Энергодар – это сложно. Но нужно "снять шапку" перед людьми, которые продолжат работать на станции в том терроре, что происходит в городе. Я читаю Telegram-каналы, которые рассказывают, что в городе начали хватать украинских активистов, потом – всех подряд. Там живут семьи... Я понимаю, что не у всех есть возможность уехать. Разные ситуации возникают.

Люди, работающие на станции, на днях публиковали обращение: "Мы тут из последних сил держимся, мы работаем на станции, но это должно как-то измениться, потому что мы также на пределе".

На самом деле, если ми говорим о факторах риска на станции, – состояние персонала также немаловажно. Там люди в жесточайшем стрессе.

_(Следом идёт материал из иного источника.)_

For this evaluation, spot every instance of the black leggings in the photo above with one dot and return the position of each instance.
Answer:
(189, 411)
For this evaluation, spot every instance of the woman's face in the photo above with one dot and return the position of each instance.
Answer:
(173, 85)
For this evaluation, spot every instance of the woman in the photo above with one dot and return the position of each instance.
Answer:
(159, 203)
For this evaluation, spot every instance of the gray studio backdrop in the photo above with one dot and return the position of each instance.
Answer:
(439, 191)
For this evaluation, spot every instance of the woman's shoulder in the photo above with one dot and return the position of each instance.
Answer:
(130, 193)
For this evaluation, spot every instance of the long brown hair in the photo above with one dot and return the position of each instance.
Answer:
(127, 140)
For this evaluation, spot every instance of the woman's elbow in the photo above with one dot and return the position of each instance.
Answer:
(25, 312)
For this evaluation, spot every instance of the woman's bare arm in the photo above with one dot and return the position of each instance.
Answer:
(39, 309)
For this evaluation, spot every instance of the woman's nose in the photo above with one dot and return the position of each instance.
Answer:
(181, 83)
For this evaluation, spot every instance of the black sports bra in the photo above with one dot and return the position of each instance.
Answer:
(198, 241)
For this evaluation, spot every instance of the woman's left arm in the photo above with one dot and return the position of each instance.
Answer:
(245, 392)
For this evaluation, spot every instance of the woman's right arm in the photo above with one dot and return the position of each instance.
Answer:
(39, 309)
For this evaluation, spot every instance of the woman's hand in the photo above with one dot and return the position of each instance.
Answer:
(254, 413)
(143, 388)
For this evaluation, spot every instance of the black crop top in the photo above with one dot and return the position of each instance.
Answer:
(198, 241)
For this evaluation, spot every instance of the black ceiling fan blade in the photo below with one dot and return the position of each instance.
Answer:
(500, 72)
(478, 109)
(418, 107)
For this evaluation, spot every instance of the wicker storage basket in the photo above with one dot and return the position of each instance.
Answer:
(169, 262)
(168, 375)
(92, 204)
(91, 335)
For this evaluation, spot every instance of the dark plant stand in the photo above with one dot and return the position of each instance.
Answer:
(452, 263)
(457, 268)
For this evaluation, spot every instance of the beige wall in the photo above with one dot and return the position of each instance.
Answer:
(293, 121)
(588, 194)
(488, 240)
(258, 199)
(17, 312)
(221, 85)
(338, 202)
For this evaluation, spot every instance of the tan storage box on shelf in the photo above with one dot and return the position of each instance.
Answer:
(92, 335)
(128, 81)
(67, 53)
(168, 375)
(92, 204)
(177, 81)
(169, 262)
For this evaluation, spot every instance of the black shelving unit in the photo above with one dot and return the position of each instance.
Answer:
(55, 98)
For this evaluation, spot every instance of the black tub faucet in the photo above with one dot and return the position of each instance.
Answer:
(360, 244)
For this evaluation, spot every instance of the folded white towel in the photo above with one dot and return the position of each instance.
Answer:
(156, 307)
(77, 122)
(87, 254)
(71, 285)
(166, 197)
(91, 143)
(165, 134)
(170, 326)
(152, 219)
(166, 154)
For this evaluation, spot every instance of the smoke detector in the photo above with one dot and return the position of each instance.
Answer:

Поэтому что можно сказать? Людям из Энергодара и Никополя нужно посмотреть в глаза и сказать, что нужно уезжать. Касательно остальной территории – риск существует, но в моем понимании риски нужно ранжировать.

Есть риск попасть под машину, выходя на улицу. Но мы же выходим на улицу. Сегодня в жизни каждого украинца есть целая цепочка рисков. И в моем понимании, радиоактивный риск не самый главный. А если такая штука случится, тогда нужно слушать, что будут говорить государственные органы, и если скажут эвакуироваться, нужно эвакуироваться.

Меня что поразило, когда я приехал в Фукусиму. Это же город возле станции. Мы же, киевляне, спрашивали на базарах, откуда привезли клубнику, не из Чернобыля ли. А там все местное выращивается. Правительство ввело жесткий контроль и сказало: "Все безопасно, можно есть". Люди верят и едят. И оно на самом деле безопасно. У нас же на фоне бесконечного вранья о Чернобыле при советской власти народ полностью потерял веру в то, что им говорит государство.

Поэтому задача государства сегодня – показать населению, что мы чужды всяким сиюминутным решениям. Мы даем максимально оптимальные медицинские показатели и просим население следовать им.

У нас очень квалифицированные специалисты мирового уровня по экологии и так далее. И видно, что их потенциал используется не в полной мере в нынешних условиях. Есть люди патриотически настроенные и очень грамотные. Имеют огромный международный авторитет.

Оптимистическое – люди мира с нами, и специалисты нас не оставят.